Semmel im Nebel

„Gwarantowane nie oskubane żywcem” ist die Sprache, die die polnische Hafermastgans redete, bevor sie vorgestern in unserem  Ofen landete und es heißt: „Garantiert nicht lebend gerupft”. Judith und ich finden solcherart Behandlung von Gänsen angemessen und den Gänsen geht es damit besser als den meisten Menschen, die nämlich lebend gerupft werden.

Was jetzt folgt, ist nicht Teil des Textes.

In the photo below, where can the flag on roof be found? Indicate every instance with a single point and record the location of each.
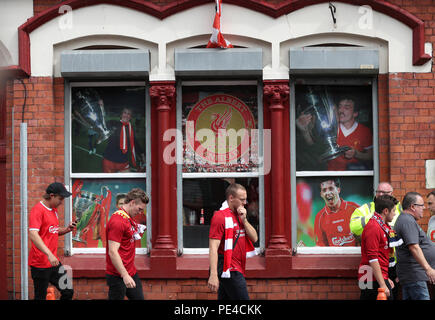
(217, 39)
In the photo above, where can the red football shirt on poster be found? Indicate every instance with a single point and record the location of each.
(359, 137)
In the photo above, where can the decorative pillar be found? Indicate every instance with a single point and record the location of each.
(163, 100)
(276, 95)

Wir reden jetzt nicht vom Finanzamt. Und auch nicht von der deutschen Fußballnationalmannschaft, die das lebend Rupfen nur vermeidet, in dem sie zerstreut und in Etappen vom Ort ihrer Niederlage heimwärts reist. Ich glaube persönlich ja, dass der Streit um die One-Love-Binde unseren Jungs das Auftaktspiel dermaßen vernebelte, dass sie es versemmelt haben. „Du solltest mit den Sprachbildern besser aufpassen”, sagt Judith und meint die Semmel im Nebel. 

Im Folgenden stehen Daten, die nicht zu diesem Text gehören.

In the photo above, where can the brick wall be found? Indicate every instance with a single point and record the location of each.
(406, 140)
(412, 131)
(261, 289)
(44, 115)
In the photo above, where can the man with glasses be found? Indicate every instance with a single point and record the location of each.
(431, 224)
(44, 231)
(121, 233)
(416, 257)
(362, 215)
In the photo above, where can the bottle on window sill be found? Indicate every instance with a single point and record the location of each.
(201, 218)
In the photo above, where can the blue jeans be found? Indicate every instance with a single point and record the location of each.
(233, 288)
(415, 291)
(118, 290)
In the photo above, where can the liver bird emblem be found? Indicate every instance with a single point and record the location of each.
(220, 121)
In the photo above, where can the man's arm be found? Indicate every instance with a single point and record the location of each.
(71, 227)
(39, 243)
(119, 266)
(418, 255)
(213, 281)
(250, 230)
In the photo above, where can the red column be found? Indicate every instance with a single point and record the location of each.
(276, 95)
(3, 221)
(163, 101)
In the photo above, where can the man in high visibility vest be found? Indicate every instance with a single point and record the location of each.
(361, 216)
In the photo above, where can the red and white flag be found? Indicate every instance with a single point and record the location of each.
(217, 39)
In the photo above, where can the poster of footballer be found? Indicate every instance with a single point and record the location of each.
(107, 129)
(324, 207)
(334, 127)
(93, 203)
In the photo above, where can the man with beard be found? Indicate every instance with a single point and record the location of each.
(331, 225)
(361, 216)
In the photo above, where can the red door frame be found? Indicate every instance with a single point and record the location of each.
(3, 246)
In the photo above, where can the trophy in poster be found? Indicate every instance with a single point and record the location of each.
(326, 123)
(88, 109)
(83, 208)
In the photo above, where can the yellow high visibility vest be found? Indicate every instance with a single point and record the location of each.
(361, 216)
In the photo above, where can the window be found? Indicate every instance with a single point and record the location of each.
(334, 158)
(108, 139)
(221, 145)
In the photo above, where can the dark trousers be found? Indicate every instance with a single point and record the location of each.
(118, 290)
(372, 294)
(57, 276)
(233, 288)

Ich wollte gerade ansetzen und sagen, dass so eine Binde auf dem Fußballplatz etwa so angemessen ist wie Kondome am Christbaum, und ich vor den Augen meiner Innenministerin, die am entblößten Arm ihre liebespolitischen Ansichten im Angesicht des Scheichs von Katar trägt, auch kein Tor geschossen hätte, aber ich lasse es – schon, weil ich fußballerisch nicht auf der Höhe bin. Ich bin einer von denen, die früher immer ins Tor gestellt wurden. Und Judith würde wegen solcherlei Ansichten stets ein Hühnchen mit mir rupfen. Allerdings habe ich wirklich eine tiefe Abneigung gegen Armbinden tragende Politiker und stehe dazu.

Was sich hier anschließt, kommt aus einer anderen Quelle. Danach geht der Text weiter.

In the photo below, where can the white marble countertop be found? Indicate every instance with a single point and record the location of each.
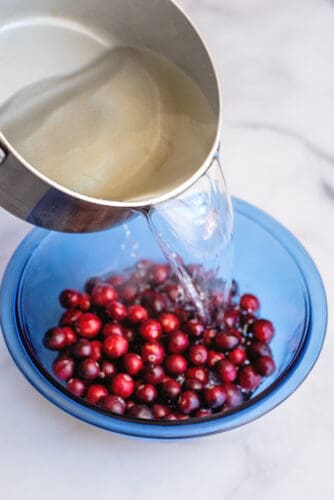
(276, 63)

Die teile ich übrigens mit den Polen, mit denen wir ansonsten ein ernstes Wörtchen reden müssen. Dieses seit Jahrzehnten Gänse liefernde Nachbarvolk hat nämlich die Preise für die Hafermastgans dermaßen erhöht, dass wir vor Weihnachten noch ein Entlastungspaket Nummer vier brauchen, um sie uns leisten zu können. Doch daran denkt natürlich keine Innenministerin, weil die ja mit dem korrekten Anlegen ihrer Binde beschäftigt ist. So hängt alles mit allem zusammen und gerade älter werdende Männer verlieren dann schnell mal die Übersicht und wissen nicht mehr, wo sie ins Getriebe der Geschichte greifen sollen, um eine Wende herbeizuführen. „Es ist ein bisschen besser, Du lässt das mit den Wortbildern heute ganz” stellt Judith fest.

„Jajko chce być mądrzejsze od kury“, entgegne ich, was so viel heißt wie: „Das Ei will klüger sein als die Henne.“ Dann mach ich für heute den Abgang, den polnischen.